I have a tattoo on my arm that says “Stop This Train” and it’s my favorite song in the world. It’s by John Mayer. It’s about not letting life pass you by too quickly and cherishing your family while they’re still here. It’s a great song that I love so much and know I’ll always love, so I wanted to tattoo it. The fact that other people out there are doing that for my lyrics - I completely see where they’re coming from. It’s so special because if I’m making a song that’s doing for them, what “Stop This Train” has done for me, then I know that I’ve done a good job. Maybe I haven’t had a song that’s gone platinum yet or haven’t won a Grammy, but if I have a song that’s touched people the way that that song has touched me, then I’ve done my job.
Well said.
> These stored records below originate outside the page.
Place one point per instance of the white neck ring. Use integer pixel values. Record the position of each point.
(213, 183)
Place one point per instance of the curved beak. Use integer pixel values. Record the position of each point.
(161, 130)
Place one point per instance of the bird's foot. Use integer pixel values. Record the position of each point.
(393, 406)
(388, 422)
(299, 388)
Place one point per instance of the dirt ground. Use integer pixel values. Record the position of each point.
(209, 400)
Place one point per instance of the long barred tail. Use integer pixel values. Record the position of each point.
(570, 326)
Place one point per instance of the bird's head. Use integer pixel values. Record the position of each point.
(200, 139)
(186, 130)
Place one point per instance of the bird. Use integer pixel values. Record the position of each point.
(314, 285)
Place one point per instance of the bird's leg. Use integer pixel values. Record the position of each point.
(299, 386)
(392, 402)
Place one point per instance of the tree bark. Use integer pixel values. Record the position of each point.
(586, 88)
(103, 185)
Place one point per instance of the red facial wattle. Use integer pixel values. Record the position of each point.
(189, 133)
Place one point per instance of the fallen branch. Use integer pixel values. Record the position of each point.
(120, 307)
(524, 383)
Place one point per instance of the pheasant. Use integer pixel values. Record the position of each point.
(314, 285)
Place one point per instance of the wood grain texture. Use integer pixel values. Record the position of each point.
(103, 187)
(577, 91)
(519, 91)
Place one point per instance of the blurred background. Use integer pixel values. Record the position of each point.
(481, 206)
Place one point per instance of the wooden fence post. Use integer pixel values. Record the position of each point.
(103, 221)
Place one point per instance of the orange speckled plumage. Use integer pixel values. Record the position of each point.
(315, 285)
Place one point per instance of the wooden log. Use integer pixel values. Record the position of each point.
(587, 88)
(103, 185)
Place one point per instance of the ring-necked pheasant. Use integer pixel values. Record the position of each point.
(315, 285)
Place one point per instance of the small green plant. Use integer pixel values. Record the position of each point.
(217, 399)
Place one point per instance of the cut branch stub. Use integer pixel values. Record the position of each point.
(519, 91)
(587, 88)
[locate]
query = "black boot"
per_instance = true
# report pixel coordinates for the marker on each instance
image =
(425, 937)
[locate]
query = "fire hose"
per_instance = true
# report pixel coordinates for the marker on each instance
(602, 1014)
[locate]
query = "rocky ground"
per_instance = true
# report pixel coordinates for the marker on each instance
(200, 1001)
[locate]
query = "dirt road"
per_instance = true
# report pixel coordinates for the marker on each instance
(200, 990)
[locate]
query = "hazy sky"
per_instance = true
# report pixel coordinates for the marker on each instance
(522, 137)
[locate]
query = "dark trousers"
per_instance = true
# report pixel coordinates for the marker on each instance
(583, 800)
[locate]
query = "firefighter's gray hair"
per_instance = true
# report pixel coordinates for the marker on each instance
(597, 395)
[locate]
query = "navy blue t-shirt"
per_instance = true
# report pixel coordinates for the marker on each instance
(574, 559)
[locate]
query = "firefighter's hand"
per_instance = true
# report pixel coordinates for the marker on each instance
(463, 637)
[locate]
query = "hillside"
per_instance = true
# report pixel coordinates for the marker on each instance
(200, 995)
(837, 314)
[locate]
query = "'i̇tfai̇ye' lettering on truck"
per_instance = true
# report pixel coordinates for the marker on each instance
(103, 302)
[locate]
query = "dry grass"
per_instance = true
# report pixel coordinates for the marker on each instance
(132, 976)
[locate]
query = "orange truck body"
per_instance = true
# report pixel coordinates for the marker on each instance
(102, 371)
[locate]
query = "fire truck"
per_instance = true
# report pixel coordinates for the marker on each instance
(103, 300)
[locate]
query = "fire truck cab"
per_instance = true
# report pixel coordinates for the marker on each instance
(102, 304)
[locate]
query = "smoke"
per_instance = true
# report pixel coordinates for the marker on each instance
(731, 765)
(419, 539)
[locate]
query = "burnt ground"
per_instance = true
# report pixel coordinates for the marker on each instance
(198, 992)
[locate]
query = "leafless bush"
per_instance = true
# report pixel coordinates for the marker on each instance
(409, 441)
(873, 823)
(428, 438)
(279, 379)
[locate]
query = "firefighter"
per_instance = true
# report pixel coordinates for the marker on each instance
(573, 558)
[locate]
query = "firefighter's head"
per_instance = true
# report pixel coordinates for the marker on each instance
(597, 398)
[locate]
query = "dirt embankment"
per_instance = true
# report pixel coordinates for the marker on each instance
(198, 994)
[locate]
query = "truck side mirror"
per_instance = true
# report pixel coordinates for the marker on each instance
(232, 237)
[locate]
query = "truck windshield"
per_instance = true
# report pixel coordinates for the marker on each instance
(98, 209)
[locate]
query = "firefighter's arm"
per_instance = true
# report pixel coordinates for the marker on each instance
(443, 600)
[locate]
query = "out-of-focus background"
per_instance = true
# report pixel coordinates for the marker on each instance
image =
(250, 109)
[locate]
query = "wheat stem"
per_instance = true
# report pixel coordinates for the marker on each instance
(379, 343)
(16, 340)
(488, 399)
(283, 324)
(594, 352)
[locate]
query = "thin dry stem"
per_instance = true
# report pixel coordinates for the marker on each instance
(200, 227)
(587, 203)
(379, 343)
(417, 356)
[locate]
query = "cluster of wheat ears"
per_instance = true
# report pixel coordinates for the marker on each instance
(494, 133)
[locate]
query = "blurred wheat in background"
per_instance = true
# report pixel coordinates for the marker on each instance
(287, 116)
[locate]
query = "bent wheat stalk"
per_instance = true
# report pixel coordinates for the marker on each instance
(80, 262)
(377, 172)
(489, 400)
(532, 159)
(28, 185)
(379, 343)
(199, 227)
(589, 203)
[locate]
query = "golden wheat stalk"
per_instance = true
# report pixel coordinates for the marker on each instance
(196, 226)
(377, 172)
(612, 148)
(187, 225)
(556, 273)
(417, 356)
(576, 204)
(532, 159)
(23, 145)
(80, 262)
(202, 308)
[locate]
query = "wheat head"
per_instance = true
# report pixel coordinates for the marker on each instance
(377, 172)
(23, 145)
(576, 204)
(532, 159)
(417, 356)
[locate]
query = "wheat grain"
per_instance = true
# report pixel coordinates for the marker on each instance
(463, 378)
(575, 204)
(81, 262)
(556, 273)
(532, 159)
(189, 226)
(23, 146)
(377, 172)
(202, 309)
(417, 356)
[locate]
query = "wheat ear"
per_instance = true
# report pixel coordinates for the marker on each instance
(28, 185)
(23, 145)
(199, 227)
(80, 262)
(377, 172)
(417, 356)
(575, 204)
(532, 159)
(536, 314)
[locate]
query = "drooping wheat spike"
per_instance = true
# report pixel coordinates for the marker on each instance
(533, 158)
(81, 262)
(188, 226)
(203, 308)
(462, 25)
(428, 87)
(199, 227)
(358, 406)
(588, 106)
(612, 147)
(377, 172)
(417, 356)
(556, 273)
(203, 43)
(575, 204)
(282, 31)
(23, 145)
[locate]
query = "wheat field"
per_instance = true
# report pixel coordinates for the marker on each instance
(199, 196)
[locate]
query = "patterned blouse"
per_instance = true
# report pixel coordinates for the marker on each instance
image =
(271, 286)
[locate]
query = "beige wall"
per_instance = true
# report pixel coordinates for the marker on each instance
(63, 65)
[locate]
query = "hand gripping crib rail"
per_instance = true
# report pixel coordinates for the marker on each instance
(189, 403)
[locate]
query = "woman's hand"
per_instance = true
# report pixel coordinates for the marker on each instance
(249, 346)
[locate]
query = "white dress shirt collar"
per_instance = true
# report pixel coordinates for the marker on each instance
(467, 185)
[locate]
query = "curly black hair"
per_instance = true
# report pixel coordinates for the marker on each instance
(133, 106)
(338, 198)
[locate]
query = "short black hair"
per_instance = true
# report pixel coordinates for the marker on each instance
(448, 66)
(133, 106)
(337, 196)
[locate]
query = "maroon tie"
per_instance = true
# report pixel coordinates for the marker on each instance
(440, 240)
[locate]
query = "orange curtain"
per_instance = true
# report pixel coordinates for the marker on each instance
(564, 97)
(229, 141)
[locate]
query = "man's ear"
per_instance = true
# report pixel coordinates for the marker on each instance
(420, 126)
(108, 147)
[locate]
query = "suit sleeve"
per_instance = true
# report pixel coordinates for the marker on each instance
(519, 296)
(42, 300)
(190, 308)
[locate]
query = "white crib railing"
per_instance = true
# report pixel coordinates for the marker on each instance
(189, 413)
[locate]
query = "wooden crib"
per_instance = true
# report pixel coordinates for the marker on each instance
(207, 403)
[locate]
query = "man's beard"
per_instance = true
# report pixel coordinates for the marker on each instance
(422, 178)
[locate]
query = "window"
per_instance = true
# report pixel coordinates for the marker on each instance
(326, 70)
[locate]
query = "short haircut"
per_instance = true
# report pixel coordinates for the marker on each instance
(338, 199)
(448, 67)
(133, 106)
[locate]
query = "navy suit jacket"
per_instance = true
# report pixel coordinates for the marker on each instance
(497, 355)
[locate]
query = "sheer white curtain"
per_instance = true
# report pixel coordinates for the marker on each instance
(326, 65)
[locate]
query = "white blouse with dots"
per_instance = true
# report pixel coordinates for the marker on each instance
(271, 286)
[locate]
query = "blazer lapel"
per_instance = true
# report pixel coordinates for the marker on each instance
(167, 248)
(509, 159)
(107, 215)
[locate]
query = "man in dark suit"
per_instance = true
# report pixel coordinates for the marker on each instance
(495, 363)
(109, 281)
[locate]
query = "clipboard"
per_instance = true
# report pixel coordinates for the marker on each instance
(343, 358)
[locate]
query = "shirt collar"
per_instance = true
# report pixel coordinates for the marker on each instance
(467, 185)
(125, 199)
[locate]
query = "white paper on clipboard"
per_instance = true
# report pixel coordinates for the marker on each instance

How would you describe your sound?
My sound is always evolving. It’s definitely pop with a little bit of funk incorporated. I love Daft Punk and Pharrell but I also love The 1975, John Mayer, and LANY. I put everything that I listen to into my music - stir it up in a pot and out comes whatever you want to call, my genre. Technically, it’s pop, but everybody’s got a different little twist on the music they make.
What’s one song that was challenging for you to write or produce?
Good question. On my last album, the one that took the longest is a song called “Be Alright.” It was the most inspirational, positive, and message-heavy one, so I wanted to make sure every lyric was perfect. I wanted that to a be a song off the album that people got tattoos from, so I really took my time with it.
Do you have any rituals or must-haves to get in the zone to make music?
I listen to a lot of other music to inspire me. There’s a script called “Jonsi and Alex” and it’s actually just straight up instrumentals - it’s like spa, meditation music. There’s no vocals or anything. Whenever I’m feeling stressed out or on an airplane, or I just need to clear my mind, I’ll play something like that.
If I’m looking for musical inspiration, I’ll listen to Charlie Puth. He has amazing chord progressions. I’ll listen to Lauv. I think his lyrics are really cool and to the point. I just draw inspiration from a lot of people, as an artist should.
I saw that you threw the first pitch at a Marlins game and met Jeter. How did that match up to some of the other big experiences you’ve had because of music?
That was more of full circle type thing - growing up, I played travel baseball and I pitched. I thought I was going to play baseball forever and make it in the MLB. But I got older, my dreams got bigger, and I felt less and less like baseball was my destiny. So to step on an MLB field and throw the first pitch was a very ironic and very cool thing to experience. Jeter was one of my favorite players growing up, so getting to meet him was also awesome.
Finally, who are your ones to watch?
Definitely LANY. LANY is really amazing and very emotional. I love Jon Bellion - I feel like I was one of the first few people to discover him, like 7 years ago. I met him in a studio, he played me some of his music, and ever since then I’ve been a massive fan. In terms of hip hop, there’s this guy named SAINt JHN, who’s like a mixture of Travis Scott and Kid Cudi, who I really love. I also love this 80’s-esque group called The Midnight. All of these groups and artists are completely different, but they’re all really dope. Those are the kind of artists I’m watching right now and I’m definitely going to support them and go to their shows and watch them grow.